Known for his warm spirit, good wit, and welcoming nature, Rod maintained a close association with the Canterbury community and with decades of varied friendships. A childhood victim of polio, Rod touched many with his personality and a sense of identity that forgot, and made others forget, any notion of his handicap.
He is survived by his sisters Margaret Howland and Kate Cardamone, his brother Brian and sister-in-law Ann Clarke, and his brothers-in-law James Kernan and the Honorable Richard Cardamone. Rod was predeceased by his sisters Marietta von Bernuth and Agnes Kernan, his brother William Tyler Clarke, and his niece Phoebe Clarke. He is also survived by twenty-three nieces and nephews and many friends.

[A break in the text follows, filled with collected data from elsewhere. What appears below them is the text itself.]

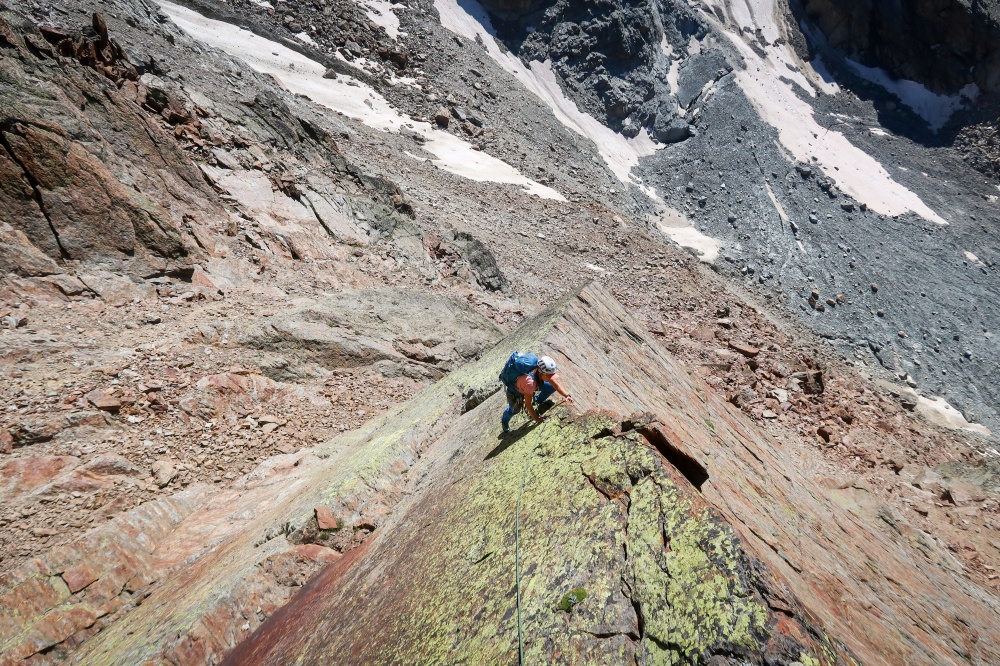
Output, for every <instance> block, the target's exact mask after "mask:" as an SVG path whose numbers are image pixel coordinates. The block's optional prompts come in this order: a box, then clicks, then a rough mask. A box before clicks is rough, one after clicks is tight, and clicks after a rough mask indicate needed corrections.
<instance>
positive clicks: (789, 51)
mask: <svg viewBox="0 0 1000 666" xmlns="http://www.w3.org/2000/svg"><path fill="white" fill-rule="evenodd" d="M723 2H725V3H726V6H727V7H729V8H733V7H735V9H730V10H729V12H727V14H726V15H732V14H735V15H737V16H740V17H742V20H743V21H744V23H745V22H746V21H747V20H749V18H747V17H751V18H753V21H752V22H751V23H750V24H748V25H746V26H744V25H743V24H742V23H741V24H739V25H740V27H741V28H743V27H746V29H747V30H748V32H743V31H742V30H741V29H739V28H734V27H733V26H732V25H730V24H726V25H723V24H721V23H720V21H719V20H718V17H717V16H716V15H715V14H714V13H713V12H709V11H704V10H703V11H702V15H703V16H704V17H705V19H706V20H708V21H710V22H712V23H713V24H715V25H716V26H717V27H718V28H719V29H720V30H721V31H723V32H724V33H725V34H726V35H727V37H728V38H729V40H730V41H731V42H732V44H733V45H734V46H735V47H736V48H737V50H738V51H739V52H740V54H741V55H742V56H743V58H744V62H745V64H746V68H745V69H742V70H740V69H737V70H735V71H734V75H735V78H736V82H737V84H738V85H739V86H740V88H741V89H742V90H743V92H744V93H745V94H746V96H747V98H748V99H749V100H750V102H751V103H752V104H753V105H754V107H755V108H756V109H757V112H758V113H759V114H760V116H761V118H763V119H764V120H765V121H766V122H767V123H769V124H770V125H771V126H772V127H774V128H775V129H777V130H778V137H779V139H780V141H781V144H782V146H784V148H785V149H786V150H787V151H788V152H789V153H791V154H792V156H793V157H794V158H795V159H796V160H799V161H801V162H807V163H813V162H814V161H815V162H816V164H817V165H818V166H819V167H820V168H821V169H822V170H823V173H824V174H825V175H826V176H827V177H829V178H831V179H832V180H833V181H834V182H835V183H836V184H837V187H838V188H839V189H840V190H841V191H843V192H844V193H845V194H847V195H848V196H850V197H851V198H852V199H854V200H855V201H858V202H861V203H864V204H866V205H867V206H868V207H869V208H871V209H872V210H873V211H875V212H877V213H880V214H882V215H901V214H903V213H906V212H910V211H912V212H914V213H916V214H917V215H920V216H921V217H923V218H924V219H926V220H929V221H931V222H935V223H937V224H947V222H946V221H945V220H944V219H943V218H941V216H939V215H938V214H937V213H935V212H934V211H933V210H931V209H930V208H929V207H928V206H927V205H926V204H925V203H924V202H923V201H922V200H921V199H920V197H918V196H917V195H916V194H914V193H913V192H912V191H911V190H909V189H907V188H906V187H904V186H903V185H901V184H900V183H898V182H896V181H895V180H894V179H893V178H892V176H890V175H889V173H888V172H887V171H886V170H885V168H883V167H882V165H881V164H879V162H878V161H877V160H875V159H874V158H873V157H872V156H871V155H869V154H867V153H865V152H864V151H863V150H861V149H859V148H858V147H857V146H855V145H854V144H852V143H851V142H850V141H848V139H847V137H845V136H844V135H843V134H841V133H840V132H835V131H833V130H831V129H830V128H827V127H823V126H822V125H820V124H819V122H817V120H816V118H815V116H814V111H813V108H812V106H810V104H809V103H808V102H806V101H805V100H803V99H802V98H800V97H799V95H797V94H796V92H795V90H794V88H793V87H792V84H790V83H788V82H787V81H786V80H787V79H791V80H792V81H794V82H795V83H796V84H797V85H799V86H800V87H802V86H806V87H803V90H805V91H806V92H809V93H810V94H812V95H815V90H814V89H813V87H812V85H811V84H809V82H808V81H807V79H806V77H805V76H802V75H800V76H798V77H796V76H794V75H793V73H792V72H793V70H792V69H790V68H789V67H790V66H791V67H792V68H793V69H794V70H795V71H798V68H797V67H796V66H795V65H794V62H795V60H796V56H795V55H794V53H792V52H791V51H790V50H789V49H788V48H787V47H786V46H785V45H784V44H783V42H779V43H781V44H782V45H781V46H780V47H779V46H775V42H776V41H777V39H778V38H779V37H780V36H781V35H780V33H779V32H778V28H777V27H776V26H778V25H781V22H782V21H783V18H782V14H781V13H780V10H779V9H778V8H777V6H776V4H775V0H749V1H748V0H710V3H715V4H721V3H723ZM713 6H714V5H713ZM744 10H745V11H744ZM730 12H731V13H730ZM758 28H759V29H760V31H761V33H760V34H762V36H763V38H764V39H765V40H766V42H767V43H768V44H770V46H768V47H767V49H766V50H765V52H766V55H765V56H764V57H762V56H761V55H759V53H758V52H757V50H755V49H754V48H751V46H750V45H749V44H747V42H746V41H745V40H744V34H745V35H746V36H747V38H749V39H754V37H752V36H753V35H755V34H756V31H757V29H758ZM755 46H756V47H757V48H760V44H759V42H755ZM810 71H811V72H812V75H814V76H815V77H816V78H817V79H821V77H820V75H819V74H818V73H816V72H815V70H811V69H810Z"/></svg>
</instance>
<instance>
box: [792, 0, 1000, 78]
mask: <svg viewBox="0 0 1000 666" xmlns="http://www.w3.org/2000/svg"><path fill="white" fill-rule="evenodd" d="M802 7H803V8H804V9H805V13H806V15H807V16H808V17H809V18H810V19H811V20H812V21H814V22H815V23H816V25H817V26H818V27H819V29H820V30H821V31H822V32H823V34H824V35H825V36H826V39H827V42H828V43H829V45H830V46H832V47H834V48H836V49H839V50H840V51H842V52H843V53H845V54H846V55H847V56H848V57H850V58H853V59H856V60H858V61H860V62H862V63H863V64H865V65H868V66H872V67H882V68H883V69H886V70H888V71H889V72H891V73H892V74H894V75H895V76H897V77H900V78H904V79H909V80H911V81H920V82H921V83H923V84H925V85H926V86H927V87H929V88H930V89H931V90H933V91H934V92H937V93H942V94H953V93H954V92H956V91H957V90H959V89H961V88H962V87H964V86H966V85H968V84H969V83H975V84H976V85H978V86H979V87H980V88H981V89H982V90H984V91H986V92H997V91H998V90H1000V8H998V5H997V3H996V2H995V0H986V1H982V2H980V1H975V0H973V1H971V2H970V1H969V0H920V1H919V2H890V1H885V0H803V1H802Z"/></svg>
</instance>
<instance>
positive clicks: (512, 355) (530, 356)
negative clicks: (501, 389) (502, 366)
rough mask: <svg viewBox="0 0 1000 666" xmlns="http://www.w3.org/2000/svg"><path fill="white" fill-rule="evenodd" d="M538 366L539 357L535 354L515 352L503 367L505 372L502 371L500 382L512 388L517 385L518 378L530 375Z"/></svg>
mask: <svg viewBox="0 0 1000 666" xmlns="http://www.w3.org/2000/svg"><path fill="white" fill-rule="evenodd" d="M537 365H538V357H537V356H535V355H534V354H531V353H527V354H522V353H521V352H514V353H513V354H511V355H510V358H509V359H507V362H506V363H505V364H504V366H503V370H501V371H500V381H501V382H503V384H504V386H506V387H508V388H512V387H514V385H516V384H517V378H518V377H520V376H521V375H526V374H528V373H529V372H531V371H532V370H534V369H535V367H536V366H537Z"/></svg>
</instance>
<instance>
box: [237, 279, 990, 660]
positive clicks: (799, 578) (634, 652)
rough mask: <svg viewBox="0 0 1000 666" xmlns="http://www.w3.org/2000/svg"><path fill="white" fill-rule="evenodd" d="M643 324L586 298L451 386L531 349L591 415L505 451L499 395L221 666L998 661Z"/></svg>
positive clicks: (941, 592) (904, 568)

As Rod’s freshman year roommate, I couldn’t resist the chance November 11 to take partial leave of him at a memorial celebration of his life at the Canterbury School. If I understood correctly the Latin of the Canterbury School song, its theme is pretty close to “Terras Irradient,” a poke Rod cheerfully took from both his alma maters. Among others in the packed school chapel were Rod’s Amherstian cousins Cartan Clarke ’51 and Dick Clarke ’52, and his former Canterbury student Tom Gerety, who had recalled Rod’s teaching in his 1994 inaugural address as Amherst’s president. Rod’s wit and warm hospitality left it easy to overlook the wooden crutches and metal leg braces to which polio had committed him since the age of six. His big brother Brian recalled having carried a pre-teen Rod piggyback through a Boston museum, during which Rod insisted on pauses “in front of every damned painting.” That and other shared eulogies put a fine spin on the refrain of our closing hymn: “Glory! Glory! Halleluja! His truth is marching on.”